I. The Seasons as Commodity

James Thomson’s The Seasons is one of a very few texts which enjoyed an unusually long cultural life as desirable commodity and which brought lucrative profits to enterprising individuals investing in the production and marketing of visual media and material culture inspired by the work. Andrew Millar, Thomson’s original bookseller-publisher, following the success of the 1730 edition of the poem, exploited its economic capital by establishing a copyright monopoly that allowed him to remain the exclusive beneficiary of sales of editions until the mid-1760s, when his copyright control was challenged through the publication of a pirated edition issued by Alexander Donaldson. Once copyright to Thomson’s text was, through court action, successfully contested in 1774, The Seasons—now that it could be reprinted freely—was assigned an even more significant economic value than before that was negotiated fiercely in the competitive marketplace for printed text objects. The Seasons’ status was being redefined throughout the second half of the eighteenth century, when it transformed from the production of a contemporary poet to a canonic work of national importance. By the beginning of the nineteenth century, it was metatextually revised by the critical paratexts that were added to new editions. This metatextual engagement with the work was a by-product of the commodification of the text as marketable object that could be shaped through the addition of paratexts such as critical introductions, memoirs, and glossaries. This rewriting of the poem by means of paratexts was part of the accretion process that refashioned the text and characterized the multifarious “commodity phase” of The Seasons (Appadurai 13).

The commodification of the poem both as text and as cultural property resulted in numerous medial renderings that exemplify the processes that made possible the appropriation of the work to different audiences and purposes in the nineteenth century. These appropriations drew on the flexibility of the textual condition of Thomson’s work, which lent itself to [End Page 139] multifarious adaptation facilitated by its commodity state. Like the textual condition, the commodity state of an object is a dynamic one, with objects moving into and out of it continuously. For the literary historian, the commodity status of a text object is less important than the affective presence conveyed and mediated by material culture drawing on associations of the character, reputation, and text of The Seasons. It is this affective presence, if active, which will induce consumers to identify an intertextual link between the text or redacted textual version (as part of an anthology excerpt) of Thomson’s work—with which they may have become familiar through past reading experience—and its commodified spin-offs. Such recall of previous reading can trigger a process by which memories of the poem are reactivated and feed into a novel reading of such Seasons-inspired material culture as enameled watchcases featuring illustrations of popular iconographic moments from the work. The consumer makes sense of the new medium through the lens of a past reading but generates a new meaning that reflects the medial accretion of the text, which was originally encountered typographically only.
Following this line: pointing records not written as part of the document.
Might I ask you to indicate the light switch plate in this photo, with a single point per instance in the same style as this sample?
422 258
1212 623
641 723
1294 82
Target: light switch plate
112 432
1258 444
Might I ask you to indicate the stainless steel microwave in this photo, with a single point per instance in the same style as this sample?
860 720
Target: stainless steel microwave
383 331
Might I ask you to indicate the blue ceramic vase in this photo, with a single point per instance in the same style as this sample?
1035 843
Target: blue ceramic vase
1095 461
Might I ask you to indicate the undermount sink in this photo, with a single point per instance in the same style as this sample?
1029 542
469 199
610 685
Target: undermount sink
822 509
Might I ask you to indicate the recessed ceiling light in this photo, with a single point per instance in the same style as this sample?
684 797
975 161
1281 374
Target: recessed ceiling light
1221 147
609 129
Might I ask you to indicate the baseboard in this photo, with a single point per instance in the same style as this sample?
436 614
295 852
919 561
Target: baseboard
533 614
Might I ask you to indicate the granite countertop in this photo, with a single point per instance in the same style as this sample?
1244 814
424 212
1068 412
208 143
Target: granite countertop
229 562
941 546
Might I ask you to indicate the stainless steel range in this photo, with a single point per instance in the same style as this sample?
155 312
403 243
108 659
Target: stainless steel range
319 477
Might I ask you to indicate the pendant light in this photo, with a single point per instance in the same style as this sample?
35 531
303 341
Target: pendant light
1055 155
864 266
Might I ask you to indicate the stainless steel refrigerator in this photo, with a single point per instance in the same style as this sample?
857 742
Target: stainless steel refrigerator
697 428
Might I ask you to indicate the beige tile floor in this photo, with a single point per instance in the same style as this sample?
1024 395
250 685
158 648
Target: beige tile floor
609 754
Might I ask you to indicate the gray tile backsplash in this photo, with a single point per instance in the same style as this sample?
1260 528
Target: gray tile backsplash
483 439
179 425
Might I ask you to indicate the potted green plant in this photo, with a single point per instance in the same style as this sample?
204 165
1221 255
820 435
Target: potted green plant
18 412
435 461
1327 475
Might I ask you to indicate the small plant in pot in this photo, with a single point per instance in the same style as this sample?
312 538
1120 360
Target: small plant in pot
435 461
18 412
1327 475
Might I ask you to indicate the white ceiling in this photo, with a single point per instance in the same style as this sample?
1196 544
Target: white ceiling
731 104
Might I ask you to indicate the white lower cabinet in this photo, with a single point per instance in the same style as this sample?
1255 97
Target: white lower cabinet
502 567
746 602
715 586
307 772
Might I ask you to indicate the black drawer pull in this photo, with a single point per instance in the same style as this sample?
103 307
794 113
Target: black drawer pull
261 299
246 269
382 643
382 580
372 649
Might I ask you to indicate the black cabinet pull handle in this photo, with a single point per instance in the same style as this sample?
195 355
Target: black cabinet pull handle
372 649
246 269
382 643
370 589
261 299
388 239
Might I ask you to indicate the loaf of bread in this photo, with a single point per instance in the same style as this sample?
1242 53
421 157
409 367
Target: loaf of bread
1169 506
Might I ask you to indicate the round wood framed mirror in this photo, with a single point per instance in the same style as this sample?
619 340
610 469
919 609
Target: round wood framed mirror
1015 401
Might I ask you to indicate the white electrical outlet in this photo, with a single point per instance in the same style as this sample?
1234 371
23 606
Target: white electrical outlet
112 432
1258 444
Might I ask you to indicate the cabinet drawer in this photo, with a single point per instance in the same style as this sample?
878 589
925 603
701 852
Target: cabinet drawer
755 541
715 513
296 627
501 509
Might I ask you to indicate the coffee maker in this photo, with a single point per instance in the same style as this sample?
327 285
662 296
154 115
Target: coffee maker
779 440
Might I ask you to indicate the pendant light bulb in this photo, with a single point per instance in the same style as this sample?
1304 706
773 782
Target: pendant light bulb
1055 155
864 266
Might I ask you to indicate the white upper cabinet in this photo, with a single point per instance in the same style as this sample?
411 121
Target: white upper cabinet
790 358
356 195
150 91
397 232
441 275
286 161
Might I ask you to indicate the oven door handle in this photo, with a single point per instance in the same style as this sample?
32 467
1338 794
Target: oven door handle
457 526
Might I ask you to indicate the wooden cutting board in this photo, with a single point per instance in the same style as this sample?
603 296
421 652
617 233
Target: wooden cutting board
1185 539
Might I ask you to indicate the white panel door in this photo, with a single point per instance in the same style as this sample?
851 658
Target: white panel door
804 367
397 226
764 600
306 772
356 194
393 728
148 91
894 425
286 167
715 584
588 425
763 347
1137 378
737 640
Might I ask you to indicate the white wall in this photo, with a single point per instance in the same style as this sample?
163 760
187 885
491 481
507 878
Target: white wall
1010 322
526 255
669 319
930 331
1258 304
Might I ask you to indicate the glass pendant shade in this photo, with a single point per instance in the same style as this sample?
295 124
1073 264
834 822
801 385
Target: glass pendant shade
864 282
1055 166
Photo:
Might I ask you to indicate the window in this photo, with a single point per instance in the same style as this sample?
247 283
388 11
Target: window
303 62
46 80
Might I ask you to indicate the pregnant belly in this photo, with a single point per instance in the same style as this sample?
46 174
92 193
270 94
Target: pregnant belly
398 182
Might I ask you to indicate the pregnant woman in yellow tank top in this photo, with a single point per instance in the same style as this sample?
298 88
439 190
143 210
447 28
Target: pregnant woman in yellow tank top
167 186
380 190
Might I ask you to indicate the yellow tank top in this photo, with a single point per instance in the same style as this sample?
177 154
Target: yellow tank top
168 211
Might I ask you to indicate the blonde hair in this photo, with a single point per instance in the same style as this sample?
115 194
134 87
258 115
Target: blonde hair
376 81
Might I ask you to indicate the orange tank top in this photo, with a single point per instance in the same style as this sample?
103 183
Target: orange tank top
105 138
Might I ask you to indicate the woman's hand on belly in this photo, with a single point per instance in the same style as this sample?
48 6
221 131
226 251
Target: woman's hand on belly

Up until the first half of the nineteenth century, an active affective presence associated with Thomson’s poem was the result of continuously published new editions, which offered ever novel paratexts to the printed text and conditioned the ways in which readers could make sense of the poem.

Once new editions of the poem, with new paratexts, including illustrations, were produced, the cultural status of and the economic value identified in The Seasons transformed the work into symbolic capital. This, in turn, facilitated the popularization of the text not merely in text-only editions but also in illustrated editions and other media such as paintings, especially those concerned with centralizing the literary characters of Thomson’s tragic-sentimental interpolated episodes (Jung, “Print Culture” 506–11). Through the successful efforts of booksellers recruiting members of the British royal family as patrons of particular edition ventures, the poem soon acquired a reputation of cultural prestige that was then capitalized on and marketed again through both...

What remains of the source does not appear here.